Joiner Design - 2023.2 English

Vitis Libraries

Release Date
2023.2 English

Join has two phases: build and probe. When the build table is fixed, the probe efficiency is linear to probe table size. However, when the build table gets larger, the performance of the probe decreases. In real scenarios, the size of both build and probe table is unknown. Therefore, to support different sized two tables’ join with efficient performance, two solutions are provided in L3:

  • solution 0/1: Direct Join (1x Build + Nx Probe), which is used when the build table is not too large.
  • solution 2: Hash Partition + Hash Join, partitioning left table and right table to M partitions. Thereafter, Perform Build + Nx Probe for each partition pair.

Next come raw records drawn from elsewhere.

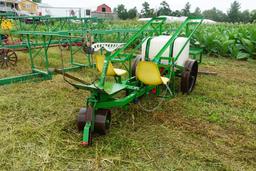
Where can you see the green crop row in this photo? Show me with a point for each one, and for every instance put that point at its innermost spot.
(228, 40)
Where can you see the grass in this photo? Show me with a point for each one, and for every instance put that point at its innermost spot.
(214, 128)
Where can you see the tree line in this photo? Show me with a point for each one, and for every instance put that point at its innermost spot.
(234, 14)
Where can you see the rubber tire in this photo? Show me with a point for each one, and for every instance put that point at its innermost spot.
(102, 121)
(81, 119)
(187, 80)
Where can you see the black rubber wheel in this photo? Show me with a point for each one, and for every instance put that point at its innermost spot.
(8, 57)
(89, 143)
(81, 119)
(64, 44)
(135, 63)
(102, 121)
(84, 115)
(189, 76)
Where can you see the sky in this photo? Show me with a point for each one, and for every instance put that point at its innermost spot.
(223, 5)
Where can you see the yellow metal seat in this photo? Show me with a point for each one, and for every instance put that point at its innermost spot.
(149, 74)
(111, 70)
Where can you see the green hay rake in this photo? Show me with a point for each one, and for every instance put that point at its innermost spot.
(10, 42)
(162, 59)
(73, 41)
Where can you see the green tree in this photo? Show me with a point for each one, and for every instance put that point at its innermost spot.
(132, 13)
(177, 13)
(197, 12)
(245, 16)
(215, 15)
(234, 13)
(164, 9)
(121, 12)
(186, 10)
(147, 11)
(253, 16)
(37, 1)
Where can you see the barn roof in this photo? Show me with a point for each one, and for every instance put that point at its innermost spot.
(104, 5)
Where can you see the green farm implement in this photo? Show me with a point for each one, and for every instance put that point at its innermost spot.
(149, 64)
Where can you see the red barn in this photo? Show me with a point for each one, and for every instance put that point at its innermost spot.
(103, 9)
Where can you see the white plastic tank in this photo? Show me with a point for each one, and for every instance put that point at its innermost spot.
(157, 43)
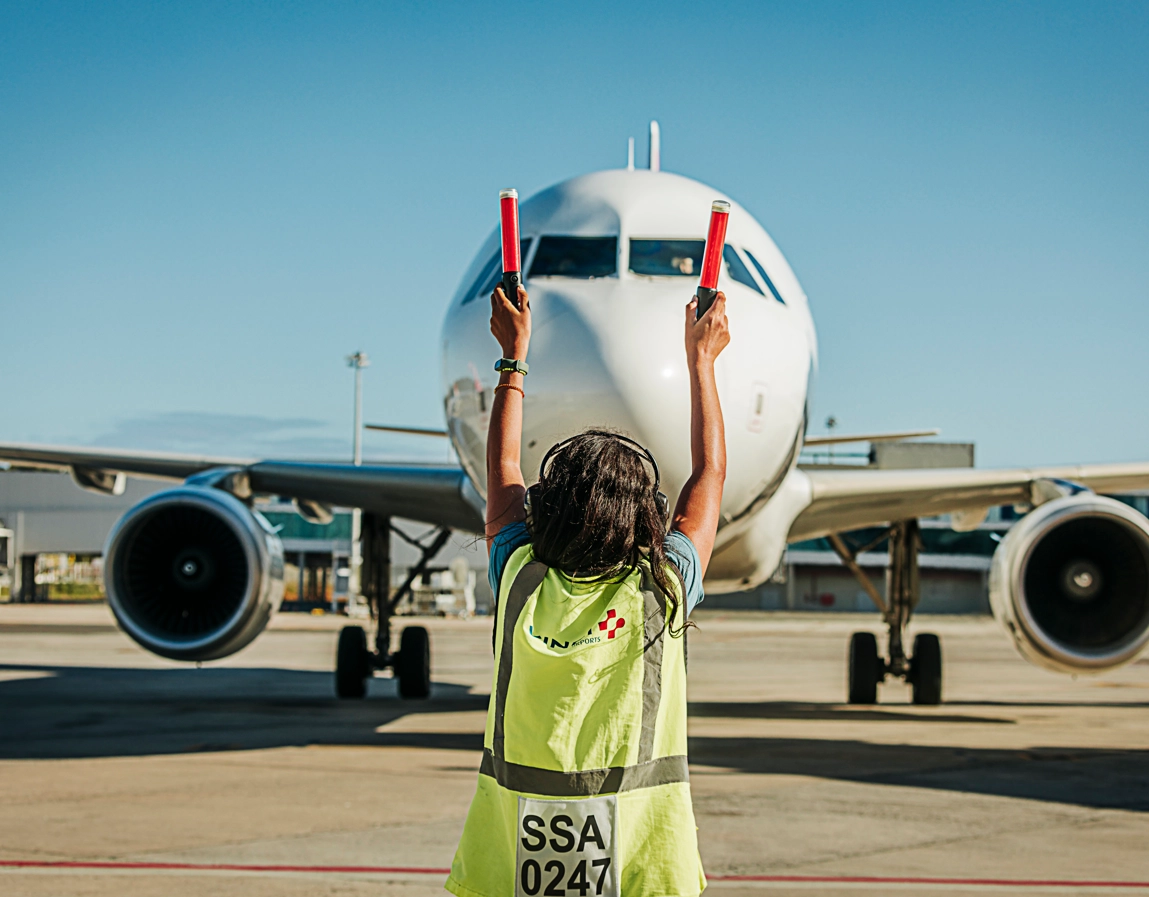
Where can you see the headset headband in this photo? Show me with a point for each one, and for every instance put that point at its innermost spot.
(639, 449)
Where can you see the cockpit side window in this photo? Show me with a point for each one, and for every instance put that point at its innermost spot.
(492, 273)
(576, 256)
(765, 277)
(666, 257)
(738, 269)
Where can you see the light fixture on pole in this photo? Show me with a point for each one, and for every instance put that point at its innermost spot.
(359, 361)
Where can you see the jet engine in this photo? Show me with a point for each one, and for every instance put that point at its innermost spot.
(1070, 582)
(193, 573)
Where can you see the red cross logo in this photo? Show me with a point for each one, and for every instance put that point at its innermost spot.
(612, 624)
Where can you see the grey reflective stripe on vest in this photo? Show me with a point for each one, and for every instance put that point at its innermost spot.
(526, 582)
(654, 627)
(647, 772)
(584, 782)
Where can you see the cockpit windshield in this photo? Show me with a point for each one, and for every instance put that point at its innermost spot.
(576, 256)
(666, 257)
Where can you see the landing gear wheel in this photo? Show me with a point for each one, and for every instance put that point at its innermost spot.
(414, 663)
(353, 663)
(865, 669)
(925, 669)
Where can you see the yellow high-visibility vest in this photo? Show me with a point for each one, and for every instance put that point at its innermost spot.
(583, 787)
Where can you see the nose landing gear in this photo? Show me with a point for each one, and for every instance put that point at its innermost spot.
(355, 663)
(865, 667)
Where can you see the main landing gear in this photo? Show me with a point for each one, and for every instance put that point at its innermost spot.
(355, 662)
(865, 666)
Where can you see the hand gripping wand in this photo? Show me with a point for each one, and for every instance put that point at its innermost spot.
(711, 262)
(513, 265)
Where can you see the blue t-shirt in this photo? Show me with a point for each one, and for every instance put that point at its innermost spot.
(680, 551)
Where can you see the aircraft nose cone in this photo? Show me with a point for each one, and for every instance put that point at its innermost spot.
(609, 360)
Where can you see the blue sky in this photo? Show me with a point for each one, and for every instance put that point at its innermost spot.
(205, 207)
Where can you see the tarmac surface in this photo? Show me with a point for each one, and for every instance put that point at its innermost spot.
(125, 774)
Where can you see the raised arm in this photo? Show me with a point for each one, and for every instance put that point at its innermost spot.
(699, 503)
(506, 486)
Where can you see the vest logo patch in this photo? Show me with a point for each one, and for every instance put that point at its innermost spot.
(607, 629)
(612, 624)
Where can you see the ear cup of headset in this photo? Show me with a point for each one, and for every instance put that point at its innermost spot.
(529, 502)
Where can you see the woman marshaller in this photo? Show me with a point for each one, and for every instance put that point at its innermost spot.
(583, 787)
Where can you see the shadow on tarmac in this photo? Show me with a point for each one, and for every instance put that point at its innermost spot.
(85, 712)
(806, 711)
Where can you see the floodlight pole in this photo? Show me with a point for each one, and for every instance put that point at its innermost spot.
(359, 361)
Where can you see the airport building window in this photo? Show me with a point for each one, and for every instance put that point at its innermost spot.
(666, 257)
(738, 270)
(492, 273)
(765, 277)
(576, 256)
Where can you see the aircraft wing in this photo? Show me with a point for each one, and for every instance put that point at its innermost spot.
(851, 499)
(434, 494)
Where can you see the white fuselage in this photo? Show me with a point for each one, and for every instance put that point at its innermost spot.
(608, 350)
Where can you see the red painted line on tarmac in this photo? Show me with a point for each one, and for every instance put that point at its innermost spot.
(94, 865)
(911, 880)
(218, 867)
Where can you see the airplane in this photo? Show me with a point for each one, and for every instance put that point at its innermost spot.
(610, 258)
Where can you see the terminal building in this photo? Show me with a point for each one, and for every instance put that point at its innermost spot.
(52, 535)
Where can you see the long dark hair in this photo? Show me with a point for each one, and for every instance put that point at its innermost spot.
(594, 513)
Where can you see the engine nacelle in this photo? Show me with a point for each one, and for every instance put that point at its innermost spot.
(1070, 582)
(192, 573)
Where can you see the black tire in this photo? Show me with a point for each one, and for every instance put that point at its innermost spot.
(865, 669)
(925, 669)
(414, 663)
(353, 663)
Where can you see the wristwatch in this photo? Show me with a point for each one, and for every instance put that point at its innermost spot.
(511, 364)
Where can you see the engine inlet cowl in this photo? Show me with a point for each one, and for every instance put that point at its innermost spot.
(192, 573)
(1070, 582)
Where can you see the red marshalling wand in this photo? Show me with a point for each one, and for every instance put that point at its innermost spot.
(513, 265)
(711, 262)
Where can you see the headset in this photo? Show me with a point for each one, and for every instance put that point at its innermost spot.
(532, 493)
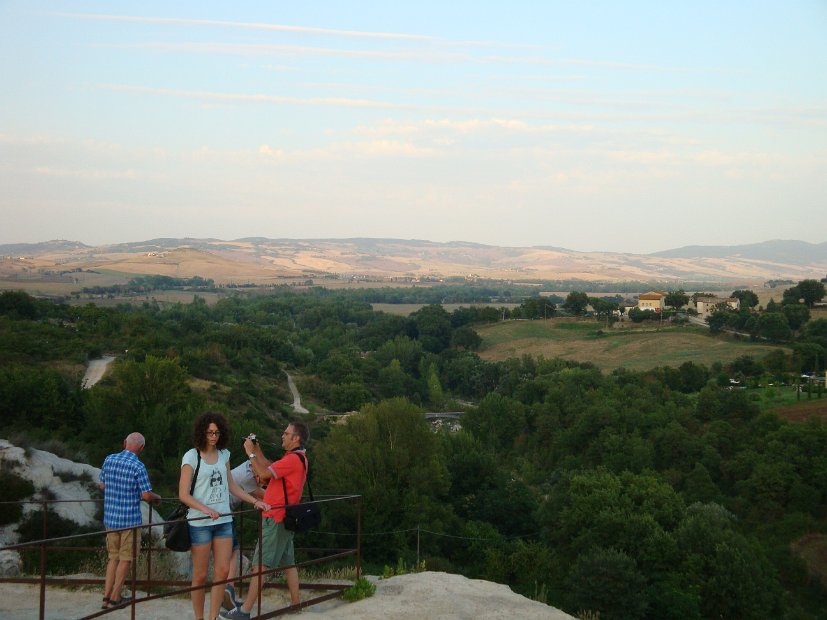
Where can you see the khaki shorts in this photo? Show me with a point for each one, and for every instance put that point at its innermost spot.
(277, 543)
(119, 545)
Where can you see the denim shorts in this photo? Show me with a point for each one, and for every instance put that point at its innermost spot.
(205, 534)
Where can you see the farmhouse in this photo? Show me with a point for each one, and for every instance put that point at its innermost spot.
(707, 305)
(653, 300)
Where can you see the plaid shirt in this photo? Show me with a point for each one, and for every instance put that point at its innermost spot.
(124, 478)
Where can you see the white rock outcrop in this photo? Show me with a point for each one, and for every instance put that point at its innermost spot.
(47, 472)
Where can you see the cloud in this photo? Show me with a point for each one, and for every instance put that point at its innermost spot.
(467, 126)
(180, 21)
(88, 174)
(259, 98)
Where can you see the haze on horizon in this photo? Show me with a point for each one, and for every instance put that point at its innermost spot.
(601, 126)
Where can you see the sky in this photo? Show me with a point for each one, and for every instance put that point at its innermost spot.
(589, 125)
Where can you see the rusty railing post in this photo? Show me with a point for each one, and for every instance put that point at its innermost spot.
(136, 541)
(260, 562)
(359, 537)
(42, 615)
(149, 554)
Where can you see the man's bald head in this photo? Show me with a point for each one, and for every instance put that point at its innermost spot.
(134, 442)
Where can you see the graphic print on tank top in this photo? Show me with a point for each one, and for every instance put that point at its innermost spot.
(216, 487)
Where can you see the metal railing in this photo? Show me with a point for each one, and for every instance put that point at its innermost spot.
(175, 587)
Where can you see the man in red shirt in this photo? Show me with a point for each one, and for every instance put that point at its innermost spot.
(276, 542)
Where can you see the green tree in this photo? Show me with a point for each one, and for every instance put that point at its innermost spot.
(797, 315)
(466, 338)
(774, 327)
(388, 454)
(608, 581)
(497, 421)
(747, 298)
(807, 291)
(433, 325)
(676, 299)
(576, 303)
(435, 396)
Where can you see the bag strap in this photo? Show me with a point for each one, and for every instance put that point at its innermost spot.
(306, 479)
(195, 475)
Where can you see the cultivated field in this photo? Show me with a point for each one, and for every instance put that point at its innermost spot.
(406, 309)
(635, 349)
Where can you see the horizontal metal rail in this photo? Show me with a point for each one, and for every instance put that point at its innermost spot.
(47, 545)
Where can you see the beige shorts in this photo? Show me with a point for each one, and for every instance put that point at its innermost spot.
(119, 545)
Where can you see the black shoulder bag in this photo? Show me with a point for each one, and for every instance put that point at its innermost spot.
(301, 517)
(176, 530)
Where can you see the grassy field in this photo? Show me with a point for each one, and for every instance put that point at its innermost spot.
(406, 309)
(589, 341)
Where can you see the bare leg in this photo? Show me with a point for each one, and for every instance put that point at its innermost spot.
(233, 572)
(110, 577)
(120, 577)
(200, 563)
(292, 576)
(222, 550)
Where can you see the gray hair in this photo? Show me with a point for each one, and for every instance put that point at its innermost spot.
(135, 440)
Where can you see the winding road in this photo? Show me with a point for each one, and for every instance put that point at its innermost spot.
(297, 400)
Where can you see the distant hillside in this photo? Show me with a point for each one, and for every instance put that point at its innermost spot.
(262, 260)
(777, 251)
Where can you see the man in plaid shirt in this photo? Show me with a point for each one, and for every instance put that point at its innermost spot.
(124, 482)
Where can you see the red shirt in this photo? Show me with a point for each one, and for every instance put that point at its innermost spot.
(291, 469)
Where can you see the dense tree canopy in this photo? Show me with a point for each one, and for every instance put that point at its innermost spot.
(654, 494)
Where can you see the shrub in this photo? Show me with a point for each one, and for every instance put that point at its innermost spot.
(361, 588)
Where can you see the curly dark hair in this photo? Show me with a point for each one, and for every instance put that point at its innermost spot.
(202, 423)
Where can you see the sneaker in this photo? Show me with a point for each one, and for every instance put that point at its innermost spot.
(120, 602)
(230, 602)
(234, 614)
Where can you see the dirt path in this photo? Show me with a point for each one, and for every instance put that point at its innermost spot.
(96, 370)
(419, 596)
(297, 401)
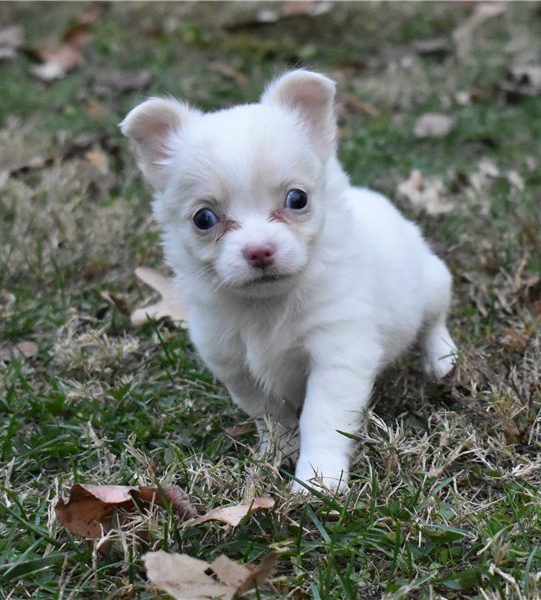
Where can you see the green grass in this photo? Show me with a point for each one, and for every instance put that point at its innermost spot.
(445, 500)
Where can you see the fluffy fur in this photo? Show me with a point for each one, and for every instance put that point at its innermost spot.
(295, 308)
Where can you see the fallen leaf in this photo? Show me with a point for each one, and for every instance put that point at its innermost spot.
(188, 578)
(11, 39)
(90, 508)
(179, 501)
(425, 193)
(233, 515)
(57, 63)
(22, 349)
(170, 304)
(285, 10)
(433, 125)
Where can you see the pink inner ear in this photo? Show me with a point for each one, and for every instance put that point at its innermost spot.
(153, 134)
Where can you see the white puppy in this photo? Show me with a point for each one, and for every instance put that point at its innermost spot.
(300, 288)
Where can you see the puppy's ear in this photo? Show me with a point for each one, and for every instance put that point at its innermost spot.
(311, 96)
(151, 126)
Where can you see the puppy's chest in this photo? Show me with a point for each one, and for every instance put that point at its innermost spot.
(276, 356)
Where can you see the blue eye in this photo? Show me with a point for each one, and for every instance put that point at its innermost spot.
(296, 199)
(205, 219)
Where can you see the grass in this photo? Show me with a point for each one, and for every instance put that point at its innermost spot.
(445, 499)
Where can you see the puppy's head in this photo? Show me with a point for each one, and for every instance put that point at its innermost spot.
(239, 193)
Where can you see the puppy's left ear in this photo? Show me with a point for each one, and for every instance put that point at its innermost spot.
(152, 126)
(311, 96)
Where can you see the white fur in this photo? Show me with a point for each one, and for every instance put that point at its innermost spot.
(351, 286)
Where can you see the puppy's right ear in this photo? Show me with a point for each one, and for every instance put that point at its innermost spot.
(151, 126)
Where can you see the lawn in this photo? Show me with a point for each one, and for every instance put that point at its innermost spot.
(445, 498)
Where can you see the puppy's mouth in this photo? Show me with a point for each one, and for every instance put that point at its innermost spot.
(268, 278)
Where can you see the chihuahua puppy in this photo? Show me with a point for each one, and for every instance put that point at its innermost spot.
(300, 288)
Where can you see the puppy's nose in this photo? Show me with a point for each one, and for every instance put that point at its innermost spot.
(259, 255)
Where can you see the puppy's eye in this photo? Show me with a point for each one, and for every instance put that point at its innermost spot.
(205, 219)
(296, 199)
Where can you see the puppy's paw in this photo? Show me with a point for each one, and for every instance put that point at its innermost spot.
(439, 356)
(328, 476)
(438, 368)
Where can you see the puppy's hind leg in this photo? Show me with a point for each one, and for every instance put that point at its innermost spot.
(438, 348)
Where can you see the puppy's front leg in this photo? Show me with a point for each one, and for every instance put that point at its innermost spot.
(335, 399)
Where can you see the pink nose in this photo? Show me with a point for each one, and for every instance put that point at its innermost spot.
(260, 256)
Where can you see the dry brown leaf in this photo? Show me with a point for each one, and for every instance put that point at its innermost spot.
(179, 501)
(19, 350)
(233, 515)
(169, 305)
(90, 508)
(188, 578)
(281, 11)
(425, 193)
(463, 35)
(57, 63)
(522, 80)
(433, 125)
(439, 45)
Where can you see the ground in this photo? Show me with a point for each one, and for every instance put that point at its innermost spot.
(445, 499)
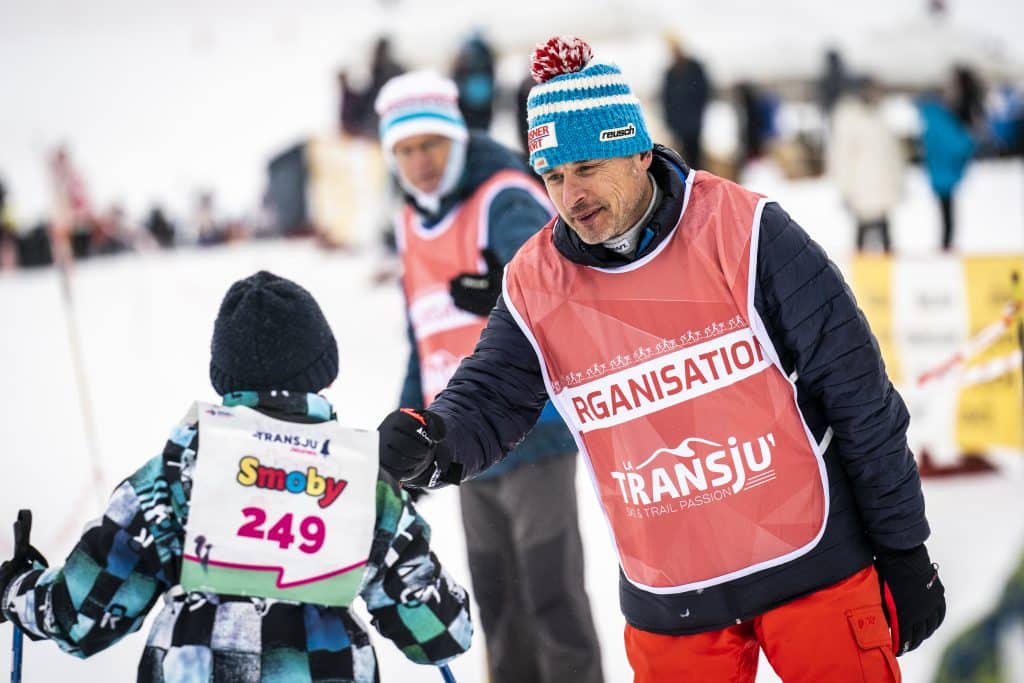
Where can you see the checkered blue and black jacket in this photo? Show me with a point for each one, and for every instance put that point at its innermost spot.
(132, 556)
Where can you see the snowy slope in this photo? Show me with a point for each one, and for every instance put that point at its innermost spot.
(143, 325)
(159, 100)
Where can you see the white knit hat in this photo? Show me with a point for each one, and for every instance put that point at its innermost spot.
(417, 103)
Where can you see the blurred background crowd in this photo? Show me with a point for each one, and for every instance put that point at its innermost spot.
(945, 97)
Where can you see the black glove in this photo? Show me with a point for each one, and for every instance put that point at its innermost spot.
(413, 451)
(477, 292)
(25, 555)
(911, 594)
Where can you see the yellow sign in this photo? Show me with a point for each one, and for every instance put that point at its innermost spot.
(991, 413)
(871, 281)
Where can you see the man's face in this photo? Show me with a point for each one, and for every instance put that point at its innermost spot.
(422, 160)
(602, 198)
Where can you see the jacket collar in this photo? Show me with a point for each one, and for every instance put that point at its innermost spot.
(288, 406)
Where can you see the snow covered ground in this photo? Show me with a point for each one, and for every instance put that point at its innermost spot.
(143, 324)
(159, 100)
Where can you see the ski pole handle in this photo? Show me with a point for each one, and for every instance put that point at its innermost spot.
(15, 656)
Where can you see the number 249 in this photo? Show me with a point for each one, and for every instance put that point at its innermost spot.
(311, 528)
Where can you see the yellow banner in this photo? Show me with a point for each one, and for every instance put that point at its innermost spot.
(870, 279)
(990, 414)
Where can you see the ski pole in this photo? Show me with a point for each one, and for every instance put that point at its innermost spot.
(15, 657)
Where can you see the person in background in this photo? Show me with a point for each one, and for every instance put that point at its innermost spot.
(685, 93)
(947, 147)
(73, 213)
(865, 162)
(833, 83)
(470, 203)
(355, 110)
(745, 444)
(473, 74)
(272, 351)
(160, 227)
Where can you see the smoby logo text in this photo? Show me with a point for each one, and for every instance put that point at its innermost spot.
(310, 482)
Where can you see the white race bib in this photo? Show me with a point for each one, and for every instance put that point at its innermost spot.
(280, 509)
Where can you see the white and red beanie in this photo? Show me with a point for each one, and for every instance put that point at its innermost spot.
(417, 103)
(580, 109)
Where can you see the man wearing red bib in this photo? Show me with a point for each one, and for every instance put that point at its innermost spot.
(470, 204)
(745, 444)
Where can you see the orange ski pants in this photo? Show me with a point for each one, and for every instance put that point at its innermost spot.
(837, 634)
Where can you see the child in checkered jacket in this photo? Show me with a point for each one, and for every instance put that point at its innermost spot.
(131, 556)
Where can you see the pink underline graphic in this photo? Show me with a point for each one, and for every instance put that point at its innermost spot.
(280, 570)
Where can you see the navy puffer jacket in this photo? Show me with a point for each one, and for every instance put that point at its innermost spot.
(822, 339)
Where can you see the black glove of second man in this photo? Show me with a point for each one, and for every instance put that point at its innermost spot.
(26, 556)
(412, 449)
(477, 292)
(912, 595)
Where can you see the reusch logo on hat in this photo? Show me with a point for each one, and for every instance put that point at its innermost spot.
(629, 130)
(542, 137)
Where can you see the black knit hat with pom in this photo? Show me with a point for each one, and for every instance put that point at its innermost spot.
(270, 334)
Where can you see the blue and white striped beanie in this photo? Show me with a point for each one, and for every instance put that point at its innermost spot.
(416, 103)
(580, 109)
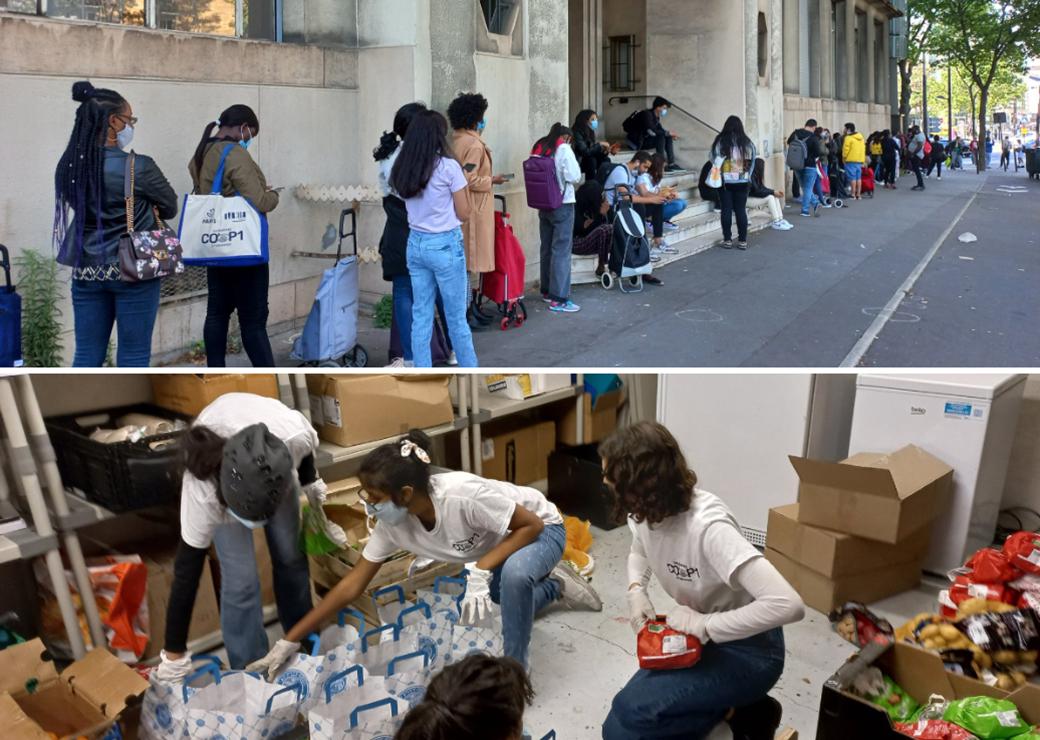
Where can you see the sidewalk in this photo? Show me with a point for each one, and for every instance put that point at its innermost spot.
(799, 298)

In solution 1, the size of the build table is relatively small, so the probe phase is efficient. To minimize the overhead of data transfer and CPU data movement, the probe table is splitted into multi-section horizontally.

When the build table is large, partitioning the input tables into multi-partitions may keep the high-performance execution of build+probe. Solution 2 includes three sequential phases: Partitioning build table O, partitioning probe table L, and do multiple times of solution 1. For each phase, pipelined task scheduling is employed.


Comparing these two type of solutions, although partitioning table O and L introduces extra overhead of partitioning, the build+probe time is decreased due to the dramatically reduced unique key radio.


With TPC-H Q5s query as the example, the solution 1 and 2 switching data size for build table is ~ SF8 (confirm?). Which is to say, when the scale factor is smaller than SF8, solution 1 is faster. For datasets larger than SF8, solution 2 would be faster.